# Return "thread-pcs" in jstopinfo on Linux/Android.AbandonedPublicActions

Authored by labath on Nov 30 2016, 5:24 PM.

# Details

Reviewers
 jmajors
Summary

To prevent costly calls to the server to get the PC for every thread,
add all the thread's PCs to the jstopinfo message. This also makes the
Linux/Android server behave like the macOS server.

# Diff Detail

Build Status
 Buildable 1744 Build 1744: arc lint + arc unit

### Event Timeline

jmajors updated this revision to Diff 79846.Nov 30 2016, 5:24 PM
jmajors retitled this revision from to Return "thread-pcs" in jstopinfo on Linux/Android..
jmajors updated this object.

For what it's worth, this change was part of the changes we made to reduce packet traffic for "private stops". When a high-level "step" or "next" command is done, we instruction step (or fast-step with Jim's fast-step code when it sees a sequence of instructions that cannot branch - we set a breakpoint and continue instead of instruction stepping) until we reach the end of the stepping range and then we do a "public stop". Given that the private stops are more numerous, we spent a bunch of time looking at everything we could eliminate for those private stops. Getting all the pc values into the stop packet (aka T or ? packet) was a big one. For multi-threaded programs we also added a "jstopinfo" which gives the stop reasons for all threads that had a stop reason, e.g.

(I elided the expedited registers)

The jstopinfo above is ascii-hex encoding of the JSON,

[{"tid":591924,"metype":6,"medata":[2,0],"reason":"exception"}]

else lldb would iterate over all the threads to see if any of them stopped for some reason (e.g. hitting a breakpoint) while we were instruction stepping. If you don't see lldb doing that thread-stop-reason checking for your platform, it won't be needed.

(and looking at this, it's giving the stop reasoon for the thread that hit a breakpoint -- which we already get from the T packet. Hmmm, I see another tiny perf win in the near future! ;)

We're also sending up 4 words of stack memory which might be the start of this function's stack frame and it's caller's stack frame. For a simple "find the pc of the caller stack frame" in lldb, this can remove a couple of memory reads as the thread stepping logic needs to know who the caller stack frame is.
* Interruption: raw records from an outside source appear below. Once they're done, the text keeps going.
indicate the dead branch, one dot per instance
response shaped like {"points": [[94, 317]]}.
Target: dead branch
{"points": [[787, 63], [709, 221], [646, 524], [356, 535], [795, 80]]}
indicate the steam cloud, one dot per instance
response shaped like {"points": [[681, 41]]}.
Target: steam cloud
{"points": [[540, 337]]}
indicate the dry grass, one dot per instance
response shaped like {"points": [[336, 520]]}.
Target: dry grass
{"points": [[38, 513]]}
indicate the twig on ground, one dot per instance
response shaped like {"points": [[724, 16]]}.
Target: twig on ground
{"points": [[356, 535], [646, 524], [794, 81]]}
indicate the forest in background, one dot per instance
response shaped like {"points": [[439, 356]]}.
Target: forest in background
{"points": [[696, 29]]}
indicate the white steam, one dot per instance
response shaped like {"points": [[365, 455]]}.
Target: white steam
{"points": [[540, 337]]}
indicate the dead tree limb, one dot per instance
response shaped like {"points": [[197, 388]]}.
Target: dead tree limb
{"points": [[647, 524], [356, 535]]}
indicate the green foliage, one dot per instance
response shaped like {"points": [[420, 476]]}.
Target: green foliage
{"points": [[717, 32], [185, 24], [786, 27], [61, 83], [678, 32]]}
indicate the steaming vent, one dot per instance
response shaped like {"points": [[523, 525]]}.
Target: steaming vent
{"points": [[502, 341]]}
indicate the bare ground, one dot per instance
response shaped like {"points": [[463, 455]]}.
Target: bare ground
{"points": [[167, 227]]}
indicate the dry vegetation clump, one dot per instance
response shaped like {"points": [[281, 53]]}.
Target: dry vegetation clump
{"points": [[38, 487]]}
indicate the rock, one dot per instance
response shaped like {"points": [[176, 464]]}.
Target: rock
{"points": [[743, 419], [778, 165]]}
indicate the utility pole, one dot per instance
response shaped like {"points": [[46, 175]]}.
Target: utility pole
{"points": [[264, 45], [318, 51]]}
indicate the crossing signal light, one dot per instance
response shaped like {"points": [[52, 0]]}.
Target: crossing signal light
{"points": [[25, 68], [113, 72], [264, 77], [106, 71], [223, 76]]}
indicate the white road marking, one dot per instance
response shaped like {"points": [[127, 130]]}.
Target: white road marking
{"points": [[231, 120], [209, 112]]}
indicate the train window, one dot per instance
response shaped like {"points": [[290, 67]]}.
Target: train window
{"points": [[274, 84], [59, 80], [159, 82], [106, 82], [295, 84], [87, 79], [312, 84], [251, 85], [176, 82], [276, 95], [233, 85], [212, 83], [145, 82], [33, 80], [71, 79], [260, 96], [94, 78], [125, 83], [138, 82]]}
We also did some work on the public stop side, adding a jThreadsInfo packet which gives us all the information about all of the threads. We get all the expedited registers, the thread name, the stop reasons, information about the darwin libdispatch queues, and expedited stack memory to help speed up a stack walk (I don't remember offhand if debugserver tries to walk the entire stack using the simple follow-the-frame-chain-in-stack-memory technique or if it caps the stack walk. but our main IDE, Xcode, needs the full stack for its UI so we wanted to fetch that in one big packet so we can give the pc and function names without any additional packet traffic.)

labath edited edge metadata.Dec 1 2016, 2:12 AM

Looks like a good starting point. Apart from some style nits, I'd like us to remove sending of the registers field in the jstopinfo, as it is not necessary anymore. Also, we should add an lldb-server style test for this.

@jasonmolenda, we already have jThreadsInfo support in lldb-server, albeit without the memory snippet parts. A lot less functions use frame pointers on linux than on osx, so I was not sure whether implementing the simple FP-following will be useful. However, that is the next thing on my mind in terms of optimizations here.

source/Plugins/Process/gdb-remote/GDBRemoteCommunicationServerLLGS.cpp
441

This function is called in only two sites. My preference would be to update them to use the new signature instead of adding another overload.

579

We can now change this code to:

if (!abridged) {
...
}

This was my attempt to send the PCs in the jstopinfo field, which used to work at some point, but now lldb client does not seem to recognize it. When we start sending the PC in the thread-pcs field, the whole registers field will become completely redundant, and we should remove it.

This will not affect the jThreadsInfo packet, as there we pass abridged = false.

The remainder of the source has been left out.